Le procès de la France comme celui du Maroc?

Xavier Driencourt.

ChroniqueLa lecture du discours du ministre algérien des Affaires étrangères, Ahmed Attaf, donne l’impression d’un retour rhétorique aux années Boumediene et à l’imaginaire politico-idéologique de Frantz Fanon.

Le 30/12/2025 à 16h00

Ne sachant plus très bien comment occuper la scène diplomatique après la prise d’otages français, l’Algérie a organisé une «conférence internationale sur les crimes du colonialisme en Afrique». Placée sous le thème «Justice pour les Africains et les personnes d’ascendance africaine à travers les réparations», elle a réuni à Alger des responsables politiques, juristes et historiens, dans cette ville érigée depuis longtemps en «Mecque des révolutions», pour instruire le procès de la colonisation — et, à travers elle, de la France.

Derrière l’étude de la colonisation européenne se dessine clairement une double démarche: la condamnation morale et juridique du colonialisme, et la revendication de mécanismes de réparation. Il s’agit à la fois d’obtenir la reconnaissance des crimes coloniaux et de promouvoir des mesures concrètes, notamment financières. La réflexion s’étend même à l’idée de «criminaliser» la colonisation en la faisant reconnaître comme crime contre l’humanité.
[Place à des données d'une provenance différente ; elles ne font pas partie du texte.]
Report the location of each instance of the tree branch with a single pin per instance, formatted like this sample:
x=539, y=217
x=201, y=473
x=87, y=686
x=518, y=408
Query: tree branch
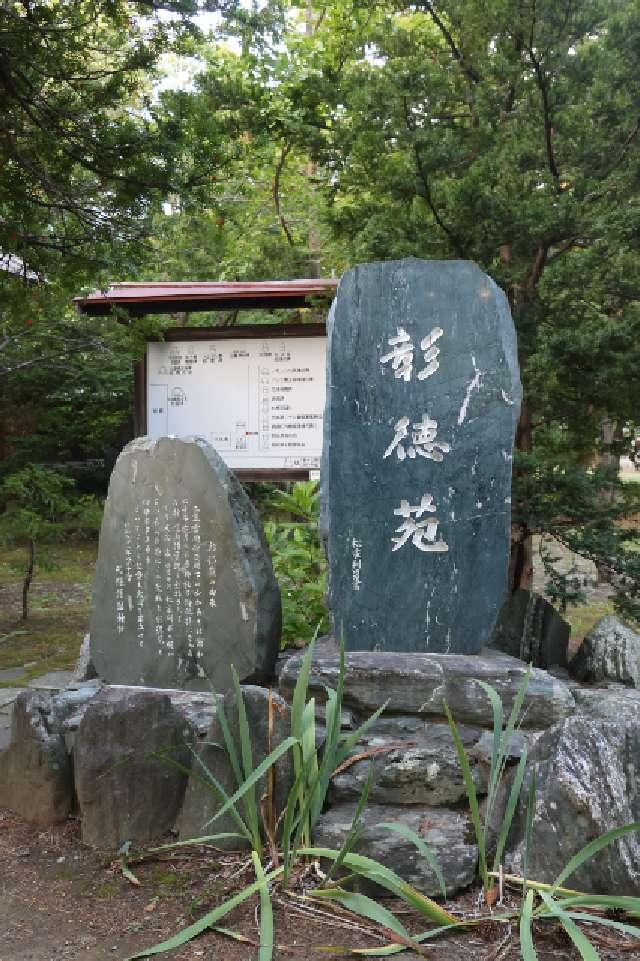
x=546, y=113
x=467, y=69
x=286, y=149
Officiellement, l’objectif affiché est d’harmoniser la position des États africains face aux anciennes puissances coloniales (France, Royaume-Uni, Allemagne, Belgique, Portugal, Italie et Espagne) afin de présenter une démarche commune dans les enceintes internationales. Le choix d’Alger n’a rien d’anodin: la longue guerre d’indépendance (1954-1962) et l’engagement de l’Algérie indépendante dans les luttes anticoloniales africaines ont façonné l’identité diplomatique du pays, longtemps soucieux de se placer «à l’avant-garde» de ce combat.

«Cette conférence donne surtout le sentiment d’une diplomatie algérienne en quête d’élan, cherchant à masquer ses brouilles successives avec le Maroc, la France, le Mali, la Libye ou les Émirats arabes unis derrière un activisme mémoriel.»

—  Xavier Driencourt

Mais cette posture, qui pouvait se comprendre dans les années 1960 alors que subsistaient encore des colonies en Afrique (Angola, Mozambique, Rhodésie, Sahara espagnol, apartheid sud-africain), conserve-t-elle la même pertinence en 2025, à l’heure où les structures coloniales ont disparu du continent? Un observateur attentif peine à saisir l’acharnement d’Alger à raviver les séquelles du passé.

Cette initiative semble en réalité poursuivre d’autres objectifs: remettre en cause la France — alors que les relations bilatérales sont au plus bas et qu’un otage français, le journaliste Christophe Gleizes, est toujours détenu; envoyer un signal au Maroc en réactivant la thématique de la «dernière colonie d’Afrique», le Sahara occidental; et rappeler le dossier palestinien, dans un contexte où l’Algérie a récemment été désavouée au Conseil de sécurité par ses partenaires russe et chinois.

La lecture du discours du ministre des Affaires étrangères Ahmed Attaf donne d’ailleurs l’impression d’un retour rhétorique aux années Boumediene et à l’imaginaire politico-idéologique de Frantz Fanon: l’Europe est accusée d’avoir délibérément exclu l’Afrique du progrès, la France d’avoir voulu substituer son peuple à un autre en effaçant une nation entière — ses institutions, sa culture, sa langue et sa religion. Reviennent alors les figures imposées: la «glorieuse révolution» de 1954, le sempiternel «million et demi de martyrs», les essais nucléaires français au Sahara — sans rappeler que ceux-ci se sont poursuivis jusqu’en 1967… avec l’accord d’Alger.

Au total, cette conférence donne surtout le sentiment d’une diplomatie algérienne en quête d’élan, cherchant à masquer ses brouilles successives avec le Maroc, la France, le Mali, la Libye ou les Émirats arabes unis derrière un activisme mémoriel. Mais il est peu probable que cette réunion d’Alger, conçue comme l’écho d’une conférence de 1973, puisse prétendre au statut d’un nouveau Bandung.